Rozmowa z Tomaszem Kołbonem, zawodnikiem Motoru Lublin
- W lecie przeniosłeś się do Motoru z Garbarni Kraków. Taką samą drogę przebył Michał Fidziukiewicz. Wiedziałeś, że rozmawia z lubelskim klubem, czy niespodziewanie spotkaliście się któregoś dnia w szatni?
– Przy moich rozmowach z Motorem słyszałem, że jest też zainteresowanie „Fidziem”. Po pierwszym telefonie od trenera Marka Saganowskiego skontaktowałem się z Michałem i porozmawialiśmy sobie odnośnie jego sytuacji i planów. Dlatego wiedziałem, że możemy razem wylądować w Lublinie. Dzięki temu na pewno łatwiej było wejść do nowej szatni. Akurat kojarzyłem dosłownie dwóch-trzech zawodników i to raczej z boiska, z nikim wielkiego kontaktu nie miałem. A dzięki temu, że znaleźliśmy się w Motorze było zdecydowanie raźniej zaczynać nową przygodę.
- Dla ciebie ta przygoda z nowym klubem na razie jest bardzo pechowa. Trener Saganowski nie raz powtarzał, że miałeś zaczynać sezon w podstawowym składzie. Kontuzja z ostatniego sparingu w lecie pokrzyżowała jednak te plany…
– Zgadza się. Pech rzeczywiście nie opuszczał mnie w pierwszej rundzie. Wystarczyło chyba niecałe dwa tygodnie treningów, a już doznałem urazu, który wykluczył mnie z gry na około 1,5 miesiąca. Kiedy wydawało się, że wracam do siebie i zacząłem grać znowu była kontuzja w meczu z Legią Warszawa. Dlatego ta jesień była dość przewrotna. Szkoda, bo przeciwko Legii naprawdę czułem się już dobrze pod względem fizycznym. Wydawało się, że wszystko idzie w dobrym kierunku, a pechowe starcie na boisku zakończyło się kolejną przerwą. Mam nadzieję, że najgorsze już za mną i że teraz będzie już tylko dobrze.
- W poprzednim klubie raczej wielkich problemów ze zdrowiem nie miałeś…
– No właśnie, przez dwa lata chyba raz pojawił się uraz stawu skokowego, a nie grałem może przez dwa tygodnie. I to było wszystko. Teraz sytuacja się odwróciła, ale staram się o tym nie myśleć. Jestem zdrowy i przygotowany do gry, dlatego chcę pomóc drużynie.
- Powoli zbliża się też mecz z Garbarnią. Czekacie z Michałem Fidziukiewiczem na to spotkanie?
– Na pewno można mówić różne rzeczy, że to będzie mecz, jak każdy inny.
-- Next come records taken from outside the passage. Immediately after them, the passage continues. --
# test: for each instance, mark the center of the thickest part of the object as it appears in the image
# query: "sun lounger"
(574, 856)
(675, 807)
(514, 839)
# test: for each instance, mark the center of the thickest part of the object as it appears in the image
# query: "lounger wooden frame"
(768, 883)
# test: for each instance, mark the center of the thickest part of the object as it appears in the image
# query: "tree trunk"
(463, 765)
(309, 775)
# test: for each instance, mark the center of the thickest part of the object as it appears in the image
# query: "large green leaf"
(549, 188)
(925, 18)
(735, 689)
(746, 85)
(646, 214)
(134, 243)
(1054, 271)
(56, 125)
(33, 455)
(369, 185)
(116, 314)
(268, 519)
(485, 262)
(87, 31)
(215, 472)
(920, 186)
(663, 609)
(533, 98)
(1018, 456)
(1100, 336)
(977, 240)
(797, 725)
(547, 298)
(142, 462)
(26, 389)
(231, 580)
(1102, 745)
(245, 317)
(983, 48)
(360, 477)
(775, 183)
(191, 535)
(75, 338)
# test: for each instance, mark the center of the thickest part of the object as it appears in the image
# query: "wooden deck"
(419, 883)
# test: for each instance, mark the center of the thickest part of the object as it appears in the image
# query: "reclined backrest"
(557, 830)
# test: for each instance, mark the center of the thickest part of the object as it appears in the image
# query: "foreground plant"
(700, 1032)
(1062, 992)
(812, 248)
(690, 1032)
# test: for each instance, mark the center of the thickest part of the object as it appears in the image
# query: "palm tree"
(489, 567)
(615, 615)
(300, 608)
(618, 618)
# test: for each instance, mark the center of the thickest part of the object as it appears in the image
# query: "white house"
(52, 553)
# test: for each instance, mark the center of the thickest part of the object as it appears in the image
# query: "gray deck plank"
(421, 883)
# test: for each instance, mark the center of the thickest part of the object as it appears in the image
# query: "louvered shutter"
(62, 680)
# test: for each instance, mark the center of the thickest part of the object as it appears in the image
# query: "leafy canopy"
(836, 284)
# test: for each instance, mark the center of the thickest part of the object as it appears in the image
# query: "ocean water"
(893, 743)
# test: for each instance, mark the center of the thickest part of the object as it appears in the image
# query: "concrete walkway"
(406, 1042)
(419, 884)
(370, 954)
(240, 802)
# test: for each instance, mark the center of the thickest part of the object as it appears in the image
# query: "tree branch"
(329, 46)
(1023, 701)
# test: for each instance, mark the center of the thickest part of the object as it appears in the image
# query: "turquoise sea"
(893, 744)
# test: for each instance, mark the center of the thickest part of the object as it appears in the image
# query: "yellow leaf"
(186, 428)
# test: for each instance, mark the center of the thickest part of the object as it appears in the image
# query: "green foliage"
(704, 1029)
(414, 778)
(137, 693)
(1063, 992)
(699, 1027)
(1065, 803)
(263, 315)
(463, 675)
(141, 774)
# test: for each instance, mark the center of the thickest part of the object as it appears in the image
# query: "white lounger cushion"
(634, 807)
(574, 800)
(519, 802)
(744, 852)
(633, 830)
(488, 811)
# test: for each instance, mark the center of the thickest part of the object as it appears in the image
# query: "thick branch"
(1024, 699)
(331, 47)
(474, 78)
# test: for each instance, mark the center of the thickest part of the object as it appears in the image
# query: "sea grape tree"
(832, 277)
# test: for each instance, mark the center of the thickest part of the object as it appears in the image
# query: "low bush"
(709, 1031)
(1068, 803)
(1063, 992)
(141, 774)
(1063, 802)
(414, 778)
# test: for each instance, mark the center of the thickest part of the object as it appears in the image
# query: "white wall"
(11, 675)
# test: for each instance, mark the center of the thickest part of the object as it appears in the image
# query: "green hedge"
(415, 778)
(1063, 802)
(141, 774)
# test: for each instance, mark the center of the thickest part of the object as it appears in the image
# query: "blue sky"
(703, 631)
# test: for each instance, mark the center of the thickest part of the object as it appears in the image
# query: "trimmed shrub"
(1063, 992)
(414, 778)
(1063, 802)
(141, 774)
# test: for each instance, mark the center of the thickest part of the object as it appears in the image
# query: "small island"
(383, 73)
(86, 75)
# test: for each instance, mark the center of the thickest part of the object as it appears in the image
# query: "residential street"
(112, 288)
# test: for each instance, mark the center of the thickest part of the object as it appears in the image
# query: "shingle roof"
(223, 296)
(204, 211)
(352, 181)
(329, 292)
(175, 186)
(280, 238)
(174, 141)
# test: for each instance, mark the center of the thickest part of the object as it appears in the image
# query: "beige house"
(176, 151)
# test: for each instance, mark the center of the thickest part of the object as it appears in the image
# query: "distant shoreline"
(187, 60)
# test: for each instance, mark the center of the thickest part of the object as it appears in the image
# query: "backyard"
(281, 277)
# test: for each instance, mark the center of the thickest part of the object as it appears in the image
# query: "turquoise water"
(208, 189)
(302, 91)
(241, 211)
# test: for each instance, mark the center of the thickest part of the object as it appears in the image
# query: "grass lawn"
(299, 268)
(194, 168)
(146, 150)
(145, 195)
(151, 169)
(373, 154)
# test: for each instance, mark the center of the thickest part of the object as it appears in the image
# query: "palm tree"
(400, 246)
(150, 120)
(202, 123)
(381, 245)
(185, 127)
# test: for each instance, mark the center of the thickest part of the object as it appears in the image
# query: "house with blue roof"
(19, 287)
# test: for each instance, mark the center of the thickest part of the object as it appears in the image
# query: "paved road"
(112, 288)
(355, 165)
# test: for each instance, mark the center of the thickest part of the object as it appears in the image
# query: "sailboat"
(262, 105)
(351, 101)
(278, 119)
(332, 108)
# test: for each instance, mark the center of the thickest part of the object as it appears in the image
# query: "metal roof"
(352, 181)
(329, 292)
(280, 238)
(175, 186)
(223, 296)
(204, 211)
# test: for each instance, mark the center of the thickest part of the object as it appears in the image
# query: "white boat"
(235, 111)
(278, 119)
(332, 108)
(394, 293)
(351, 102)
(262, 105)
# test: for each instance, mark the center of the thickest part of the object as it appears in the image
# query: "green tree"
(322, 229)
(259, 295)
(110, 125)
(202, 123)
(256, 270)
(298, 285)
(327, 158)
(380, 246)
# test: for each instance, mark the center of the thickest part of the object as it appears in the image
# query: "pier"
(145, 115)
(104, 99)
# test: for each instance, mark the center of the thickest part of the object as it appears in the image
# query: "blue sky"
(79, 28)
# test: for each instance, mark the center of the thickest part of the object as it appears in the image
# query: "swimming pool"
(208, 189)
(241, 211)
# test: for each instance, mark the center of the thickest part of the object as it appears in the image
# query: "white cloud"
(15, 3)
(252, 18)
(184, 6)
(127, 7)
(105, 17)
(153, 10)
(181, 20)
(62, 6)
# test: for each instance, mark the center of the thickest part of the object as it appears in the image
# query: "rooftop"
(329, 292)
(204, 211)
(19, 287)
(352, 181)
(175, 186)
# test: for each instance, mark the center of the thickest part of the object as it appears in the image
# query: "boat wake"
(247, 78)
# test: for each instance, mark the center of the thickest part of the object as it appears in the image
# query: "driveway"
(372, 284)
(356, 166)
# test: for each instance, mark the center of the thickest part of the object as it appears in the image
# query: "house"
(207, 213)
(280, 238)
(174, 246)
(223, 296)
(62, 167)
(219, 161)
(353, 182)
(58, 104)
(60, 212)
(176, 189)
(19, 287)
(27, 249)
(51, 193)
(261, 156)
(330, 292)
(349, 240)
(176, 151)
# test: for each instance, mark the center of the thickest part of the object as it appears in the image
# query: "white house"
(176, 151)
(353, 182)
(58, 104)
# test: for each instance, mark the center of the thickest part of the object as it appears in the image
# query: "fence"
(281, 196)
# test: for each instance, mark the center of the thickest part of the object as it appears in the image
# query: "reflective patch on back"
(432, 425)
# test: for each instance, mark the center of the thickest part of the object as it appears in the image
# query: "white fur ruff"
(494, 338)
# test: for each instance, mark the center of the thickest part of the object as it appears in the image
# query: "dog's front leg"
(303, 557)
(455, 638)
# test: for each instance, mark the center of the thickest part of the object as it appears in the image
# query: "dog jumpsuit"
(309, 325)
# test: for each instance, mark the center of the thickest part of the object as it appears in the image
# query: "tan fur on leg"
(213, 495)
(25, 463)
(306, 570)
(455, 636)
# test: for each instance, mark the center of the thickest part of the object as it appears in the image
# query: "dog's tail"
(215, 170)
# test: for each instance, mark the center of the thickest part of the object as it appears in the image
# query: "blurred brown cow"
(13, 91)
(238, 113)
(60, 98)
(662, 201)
Wiadomo jednak, jak to jest kiedy wychodzisz na boisko przeciwko swoim byłym klubom. Jest sentyment i dodatkowa motywacja. Ja na pewno będę jeszcze bardziej skoncentrowany niż zwykle, żeby pokazać się z jak najlepszej strony.
- Jak oceniasz początek rundy w waszym wykonaniu? Po dwóch kolejkach w tym roku jest komplet sześciu punktów…
– I na pewno ten dorobek musi cieszyć. Wiemy jednak, że jest sporo rzeczy do poprawy. Z drugiej strony w piłce nożnej za styl nikt punktów jednak nie przyznaje. Na jesieni było kilka spotkań, w których graliśmy całkiem nieźle, a jednak nie udawało się zdobyć kompletów. Dlatego, jak dla mnie możemy grać średnio, jeżeli każdy mecz wygramy. To jest najważniejsze.
- A czego spodziewacie się po Olimpii Elbląg w sobotę? To na pewno przeciwnik z trochę wyższej półki niż: Hutnik Kraków i Pogoń Siedlce…
– Na pewno tak. Wiemy już, że to drużyna, która jest bardzo dobrze zorganizowana i to nie tylko w defensywie, ale i ofensywie. Mamy świadomość, że to nie będzie łatwe spotkanie. Jesteśmy jednak dobrze przygotowani, a po dwóch kolejnych zwycięstwach pozytywnie nastawieni na kolejne zawody. I nie ukrywamy, że interesuje nas komplet punktów.